When these warning signs did finally move out of the periphery and into the unavoidable center of my world, I did not believe my body. I told myself it was all in my head. I was making myself sick. I believed I was giving myself excuses to be lazy, because if I was sick, that would mean going to the doctor, which was not something I could afford. I was barely in a position to pay my rent.

For most of my life, my medical bills were covered by the government-funded Children’s Health Insurance Program, but when I turned 19 years old, I no longer qualified for the aid. Mental health concerns that had begun emerging around this time, as they often do in a person’s late teens and early 20s, were relegated backward. The loss of my health insurance also meant the loss of my ability to treat those concerns with any intention or regularity, which took its own, separate toll. 

When symptoms cropped up in April, it was easier to pretend they were not there at all. In just that one month, I dropped 20 pounds. I slept only two or three nights a week. I rarely left my apartment because I could not physically climb the stairs from the second to the first floor and back up again.

I spent the night leading up to the morning I finally acknowledged I was not alright sobbing into my pillow, contorting and rearranging my frame into positions I hoped would lead to sleep. When the sun came up and I realized it would be another full day before I got the chance to try again, my body revolted. I had never had a panic attack. It felt like every tissue and each of my bones was shifting in place. I thought I’d swallowed a razor blade in my sleep or that I was having a heart attack. 

Desperate, I called a relative who I knew was going to be in Milwaukee the next day. I told her I thought I was losing my mind, that I was dying. She told me to get some sleep, like it was easy.

Of course we can’t expect other people to understand events that occur internally. She had no way of knowing.

The point of this story is to explain what it feels like to navigate an illness without the institutional support of health insurance. The big takeaway should be denial, in that, when I got sick, I had to convince myself I was not. Eventually, my family got me to a doctor, and I did begin to feel normal again. But I am not as healthy as I was before, and I worry that this, too, is cyclical, that my brain will come back for my body and finish what it started.  

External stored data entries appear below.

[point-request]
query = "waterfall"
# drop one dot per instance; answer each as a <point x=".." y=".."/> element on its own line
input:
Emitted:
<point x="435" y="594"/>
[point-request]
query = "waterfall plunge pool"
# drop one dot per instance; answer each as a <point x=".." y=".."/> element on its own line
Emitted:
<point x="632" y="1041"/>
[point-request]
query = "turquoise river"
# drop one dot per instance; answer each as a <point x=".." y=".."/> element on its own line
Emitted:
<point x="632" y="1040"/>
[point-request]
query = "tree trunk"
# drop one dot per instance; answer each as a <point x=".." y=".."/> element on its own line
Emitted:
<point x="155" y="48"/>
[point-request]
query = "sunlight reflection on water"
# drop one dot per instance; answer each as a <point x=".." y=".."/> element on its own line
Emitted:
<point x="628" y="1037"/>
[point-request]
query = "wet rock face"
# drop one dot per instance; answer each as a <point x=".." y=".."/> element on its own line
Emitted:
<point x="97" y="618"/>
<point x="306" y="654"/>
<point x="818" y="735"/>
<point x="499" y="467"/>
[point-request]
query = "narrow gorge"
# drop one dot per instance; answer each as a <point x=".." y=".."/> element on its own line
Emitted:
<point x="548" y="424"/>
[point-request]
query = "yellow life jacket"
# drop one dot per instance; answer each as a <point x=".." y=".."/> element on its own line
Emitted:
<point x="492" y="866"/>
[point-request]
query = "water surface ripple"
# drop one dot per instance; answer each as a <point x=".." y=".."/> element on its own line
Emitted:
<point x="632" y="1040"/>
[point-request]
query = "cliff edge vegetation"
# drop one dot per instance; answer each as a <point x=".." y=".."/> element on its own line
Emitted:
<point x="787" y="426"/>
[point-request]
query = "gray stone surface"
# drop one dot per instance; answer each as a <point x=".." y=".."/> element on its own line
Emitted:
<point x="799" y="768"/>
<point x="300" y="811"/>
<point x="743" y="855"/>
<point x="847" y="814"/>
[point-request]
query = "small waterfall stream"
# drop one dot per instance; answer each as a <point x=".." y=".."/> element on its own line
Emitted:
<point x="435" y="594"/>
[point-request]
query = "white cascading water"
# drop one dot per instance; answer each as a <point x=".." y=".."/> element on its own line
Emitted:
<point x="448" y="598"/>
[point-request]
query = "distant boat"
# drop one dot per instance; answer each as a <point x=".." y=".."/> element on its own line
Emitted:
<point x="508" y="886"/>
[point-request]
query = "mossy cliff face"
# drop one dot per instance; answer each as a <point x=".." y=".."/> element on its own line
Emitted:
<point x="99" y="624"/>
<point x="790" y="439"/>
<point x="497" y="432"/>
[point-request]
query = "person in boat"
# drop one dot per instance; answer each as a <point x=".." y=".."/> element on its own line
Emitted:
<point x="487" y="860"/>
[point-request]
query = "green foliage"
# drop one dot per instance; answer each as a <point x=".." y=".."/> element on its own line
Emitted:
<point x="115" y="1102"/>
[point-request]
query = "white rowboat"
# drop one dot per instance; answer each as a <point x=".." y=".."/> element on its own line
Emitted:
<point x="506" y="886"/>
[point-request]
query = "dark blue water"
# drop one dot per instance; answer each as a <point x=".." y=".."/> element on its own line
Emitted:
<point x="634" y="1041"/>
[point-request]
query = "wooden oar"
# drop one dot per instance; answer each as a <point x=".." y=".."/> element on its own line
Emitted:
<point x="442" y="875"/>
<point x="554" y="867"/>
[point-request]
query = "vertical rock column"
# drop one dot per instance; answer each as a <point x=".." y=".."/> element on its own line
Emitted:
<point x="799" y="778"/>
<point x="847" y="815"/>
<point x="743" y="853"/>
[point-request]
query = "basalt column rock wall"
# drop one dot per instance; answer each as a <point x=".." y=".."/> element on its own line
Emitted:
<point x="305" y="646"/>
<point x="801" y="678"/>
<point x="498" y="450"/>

Security has always felt like an abstraction to me, and I will always want more of it than I have. But the purpose of this essay is not to reflect on my own experiences, but more to say here I am, this is my life, and somebody you know and care about might be in a similar situation, and they might not explain to you what is happening in their lives because you might not ever ask.

There is no reason anyone would know that while dealing with the physical toll of an illness, I was also dealing with its financial implications. It’s not something that comes up unless I bring it up myself. I do now, often.